Just after dark Sam hurried into town, cursing his lameness and Phil, indiscriminately; he wanted to keep things square with Mollie, as he expressed it.
As he came near the house he observed that the little parlor was brilliantly lighted; his heart filled with exultation: “I’ll bet Mollie is expecting me! Let Phil keep his old claims; the girl is worth more than all of them; it will hurt him most to lose her, too. Of course it was all a lie about our going to be married; but I can get her all right, you bet there isn’t many women but that I could get!” with a ridiculous air of importance.
He knocked confidently, and was at once ushered into the midst of a number of guests. Coming as he did, from the darkness, the glare of the lights blinded him; but as he advanced into the room, Cal Wagner said, “We were waiting for you, sir. Please be seated.”
Turning to the group near the center of the room, he continued, “Reverend sir, this is the guest we were expecting; will you now proceed with the ceremony.”
Looking radiantly happy, Mollie and Phil took their places in front of the minister, and the solemn marriage service commenced.
Sam made a bolt for the door; but Cal’s great hand closed over his shoulder like a vise, and he was compelled to stand and see his last shred of revenge slip away from him, amid the happy smiles of those around him.
Then he crept out into the darkness, out of the ken of those who knew him, blaming everybody but himself, yet at war with himself and all the world, because he had not succeeded in ill-doing.

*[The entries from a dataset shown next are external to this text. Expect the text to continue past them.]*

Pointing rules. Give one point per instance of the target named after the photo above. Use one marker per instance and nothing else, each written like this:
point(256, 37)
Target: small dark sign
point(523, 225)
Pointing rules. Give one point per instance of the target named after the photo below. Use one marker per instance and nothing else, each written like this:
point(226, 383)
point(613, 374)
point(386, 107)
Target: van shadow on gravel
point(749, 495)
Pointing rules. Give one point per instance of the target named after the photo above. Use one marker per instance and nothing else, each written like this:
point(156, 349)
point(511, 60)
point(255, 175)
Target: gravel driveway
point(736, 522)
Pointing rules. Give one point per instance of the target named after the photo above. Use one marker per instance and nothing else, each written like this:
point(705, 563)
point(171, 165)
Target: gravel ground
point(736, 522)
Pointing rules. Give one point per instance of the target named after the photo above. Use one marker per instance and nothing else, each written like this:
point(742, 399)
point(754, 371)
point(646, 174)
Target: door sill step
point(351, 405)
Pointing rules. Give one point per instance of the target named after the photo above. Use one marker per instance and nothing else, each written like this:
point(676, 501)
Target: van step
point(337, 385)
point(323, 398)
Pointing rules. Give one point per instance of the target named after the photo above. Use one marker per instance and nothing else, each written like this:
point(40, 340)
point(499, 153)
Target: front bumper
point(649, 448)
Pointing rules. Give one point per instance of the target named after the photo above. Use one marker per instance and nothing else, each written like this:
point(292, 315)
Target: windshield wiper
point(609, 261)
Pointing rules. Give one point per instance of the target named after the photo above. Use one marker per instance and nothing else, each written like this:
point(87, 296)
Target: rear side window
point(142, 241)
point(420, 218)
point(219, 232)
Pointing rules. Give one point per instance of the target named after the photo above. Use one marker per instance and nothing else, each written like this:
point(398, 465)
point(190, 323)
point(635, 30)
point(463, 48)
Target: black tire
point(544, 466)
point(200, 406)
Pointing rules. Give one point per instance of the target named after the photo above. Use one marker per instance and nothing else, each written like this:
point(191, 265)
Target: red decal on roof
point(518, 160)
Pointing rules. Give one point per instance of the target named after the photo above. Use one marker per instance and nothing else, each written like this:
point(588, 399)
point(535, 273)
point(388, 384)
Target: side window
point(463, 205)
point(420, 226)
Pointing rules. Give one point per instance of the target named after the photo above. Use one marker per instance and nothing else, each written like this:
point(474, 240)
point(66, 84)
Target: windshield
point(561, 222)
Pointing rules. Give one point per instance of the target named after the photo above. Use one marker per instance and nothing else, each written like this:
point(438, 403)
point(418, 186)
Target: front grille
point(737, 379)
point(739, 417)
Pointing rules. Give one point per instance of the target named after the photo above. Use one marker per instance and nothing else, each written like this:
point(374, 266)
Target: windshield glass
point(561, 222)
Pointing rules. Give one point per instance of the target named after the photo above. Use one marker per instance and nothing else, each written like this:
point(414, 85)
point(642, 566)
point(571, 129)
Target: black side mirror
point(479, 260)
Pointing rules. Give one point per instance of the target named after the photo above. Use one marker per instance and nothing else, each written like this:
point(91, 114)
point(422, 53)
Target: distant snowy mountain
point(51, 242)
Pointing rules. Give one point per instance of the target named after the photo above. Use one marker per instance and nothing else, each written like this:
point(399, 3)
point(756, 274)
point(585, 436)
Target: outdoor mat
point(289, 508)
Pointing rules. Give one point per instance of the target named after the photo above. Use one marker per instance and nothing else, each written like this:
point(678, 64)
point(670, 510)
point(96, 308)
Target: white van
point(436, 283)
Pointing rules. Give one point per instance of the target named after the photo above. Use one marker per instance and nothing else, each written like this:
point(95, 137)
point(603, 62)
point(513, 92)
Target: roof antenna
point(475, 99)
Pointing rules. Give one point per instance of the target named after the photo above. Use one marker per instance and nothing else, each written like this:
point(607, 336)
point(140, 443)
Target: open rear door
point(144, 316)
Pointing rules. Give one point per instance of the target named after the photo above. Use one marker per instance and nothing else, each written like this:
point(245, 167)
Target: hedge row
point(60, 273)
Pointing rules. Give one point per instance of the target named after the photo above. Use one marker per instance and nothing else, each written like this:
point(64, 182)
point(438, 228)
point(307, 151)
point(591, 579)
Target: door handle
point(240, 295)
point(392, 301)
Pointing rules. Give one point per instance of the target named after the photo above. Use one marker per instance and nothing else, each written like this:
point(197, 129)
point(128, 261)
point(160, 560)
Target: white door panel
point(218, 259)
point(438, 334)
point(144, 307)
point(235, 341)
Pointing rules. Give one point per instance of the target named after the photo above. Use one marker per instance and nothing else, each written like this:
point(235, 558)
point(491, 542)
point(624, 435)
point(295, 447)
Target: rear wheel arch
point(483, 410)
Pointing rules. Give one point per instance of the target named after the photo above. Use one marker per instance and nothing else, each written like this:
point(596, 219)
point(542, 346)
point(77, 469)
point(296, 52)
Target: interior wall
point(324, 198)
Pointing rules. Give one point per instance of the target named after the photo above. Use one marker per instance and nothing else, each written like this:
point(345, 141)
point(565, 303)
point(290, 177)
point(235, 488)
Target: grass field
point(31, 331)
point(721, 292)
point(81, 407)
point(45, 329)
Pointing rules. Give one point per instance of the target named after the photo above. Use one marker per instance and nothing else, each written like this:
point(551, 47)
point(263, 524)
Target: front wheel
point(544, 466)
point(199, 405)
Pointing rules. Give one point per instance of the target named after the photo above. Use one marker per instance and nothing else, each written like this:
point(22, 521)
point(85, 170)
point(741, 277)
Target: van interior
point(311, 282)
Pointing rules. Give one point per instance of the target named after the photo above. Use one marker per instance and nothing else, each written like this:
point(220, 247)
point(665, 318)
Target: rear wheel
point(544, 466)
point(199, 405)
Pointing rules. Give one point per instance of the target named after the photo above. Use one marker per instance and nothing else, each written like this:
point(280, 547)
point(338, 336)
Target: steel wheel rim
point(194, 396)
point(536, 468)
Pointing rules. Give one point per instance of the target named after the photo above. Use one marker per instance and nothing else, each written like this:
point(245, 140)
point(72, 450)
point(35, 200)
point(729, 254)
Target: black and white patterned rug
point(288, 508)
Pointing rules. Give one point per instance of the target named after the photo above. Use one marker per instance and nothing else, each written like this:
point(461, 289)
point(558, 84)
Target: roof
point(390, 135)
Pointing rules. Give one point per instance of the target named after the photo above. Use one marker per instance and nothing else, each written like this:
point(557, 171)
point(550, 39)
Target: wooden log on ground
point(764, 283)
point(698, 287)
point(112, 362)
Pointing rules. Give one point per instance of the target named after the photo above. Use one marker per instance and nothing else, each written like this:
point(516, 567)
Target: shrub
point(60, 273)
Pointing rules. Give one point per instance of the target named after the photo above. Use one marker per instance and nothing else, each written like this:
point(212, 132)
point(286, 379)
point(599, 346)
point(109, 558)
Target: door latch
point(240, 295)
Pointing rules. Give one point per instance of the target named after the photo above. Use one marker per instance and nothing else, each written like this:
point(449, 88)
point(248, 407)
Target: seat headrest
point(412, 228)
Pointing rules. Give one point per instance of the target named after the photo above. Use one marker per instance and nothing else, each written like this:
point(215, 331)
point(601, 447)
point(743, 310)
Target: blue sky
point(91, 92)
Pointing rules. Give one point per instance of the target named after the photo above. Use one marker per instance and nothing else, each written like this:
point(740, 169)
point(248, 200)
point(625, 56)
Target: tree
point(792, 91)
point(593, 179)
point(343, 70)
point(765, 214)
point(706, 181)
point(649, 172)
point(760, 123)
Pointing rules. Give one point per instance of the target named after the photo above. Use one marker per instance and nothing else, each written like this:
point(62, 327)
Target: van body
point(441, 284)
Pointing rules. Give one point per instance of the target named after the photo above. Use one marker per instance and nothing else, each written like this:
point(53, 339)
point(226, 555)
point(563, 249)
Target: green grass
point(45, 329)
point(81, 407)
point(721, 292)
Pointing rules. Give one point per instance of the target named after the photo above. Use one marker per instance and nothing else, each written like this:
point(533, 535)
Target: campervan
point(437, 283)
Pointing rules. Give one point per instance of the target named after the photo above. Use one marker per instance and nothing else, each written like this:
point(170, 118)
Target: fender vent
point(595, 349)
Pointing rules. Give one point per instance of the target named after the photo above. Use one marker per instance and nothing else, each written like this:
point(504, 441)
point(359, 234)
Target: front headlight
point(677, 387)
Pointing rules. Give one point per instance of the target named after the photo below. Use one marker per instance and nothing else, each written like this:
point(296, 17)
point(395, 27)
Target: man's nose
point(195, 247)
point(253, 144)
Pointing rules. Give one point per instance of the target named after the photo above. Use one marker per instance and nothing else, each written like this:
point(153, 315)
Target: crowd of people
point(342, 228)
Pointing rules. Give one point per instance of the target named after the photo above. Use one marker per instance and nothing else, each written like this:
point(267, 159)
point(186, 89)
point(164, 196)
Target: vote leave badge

Phil said to his wife: “I am sorry for him; I wish he had been content to be my friend; I did like Sam.”
Of course there was not the slightest opposition to Phil’s assuming control of his own property, but his conscience troubled him because Sam had built the shafthouse: “I had much rather have paid him for it,” he remarked; but when later he learned that neither lumber nor labor were paid for, and all bought upon his credit, he had no more regrets.